Multithreaded/MultiProcess inserts in teradata (Sqoop with teradata)


Multithreaded/MultiProcess inserts in teradata (Sqoop with teradata)

Hi all,

I am trying to export a hive table to teradata using sqoop with teradata jdbc driver. The sqoop export works well only when I use a single mapper. With multiple mappers, the jdbc driver throws a '[SQLState 40001] Transaction ABORTed due to deadlock' error. This is consistently reproducible when the target teradata table does not have a primary index on it. When the target table has a primary index, the issue is generally reproducible by increasing the number of mappers (i.e. if it works with 4, it will most likely fail with 10 mappers). I am using the default values for sqoop.export.records.per.statement and sqoop.export.statements.per.transaction during sqoop export. Any idea what could be causing this? 

Just to check how teradata was behaving when inserts in the same table are done by multiple threads (or processes as in the case of multiple mappers with sqoop export), I created a multithreaded jdbc application and tried inserting some data into the target table. Each thread in this application created a new connection and did batch inserts (records.per.statement=100, statements.per.transaction=100) into the target table.

Below are my observations.

With NO PI table : I was able to consistenly reproduce the transaction deadlock issue (No duplicate records)

With PI table : Surprisingly, I was not able to reproduce it even with 12 threads each trying to insert 100000 rows. I was able to reproduce the issue when I tried to run multiple instances of this application (each instance running 4 threads). This happened when the inserted data had duplicate records.
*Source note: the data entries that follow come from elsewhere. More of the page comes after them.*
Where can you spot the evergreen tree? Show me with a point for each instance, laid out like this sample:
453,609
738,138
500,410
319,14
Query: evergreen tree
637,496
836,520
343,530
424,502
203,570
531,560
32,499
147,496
1. What could be causing the above transaction deadlock issue?

2. Are JDBC batch insertions using multiple threads/process expected to work with Teradata?

3. I saw a few posts on the web suggesting to try lower down the sqoop export batch size (records.per.statement / statements.per.transaction) to make it work. But does that actually fixes the issue? I think it just reduces the chances of deadlock and there could be an impact on performance if we decrease the batchsize.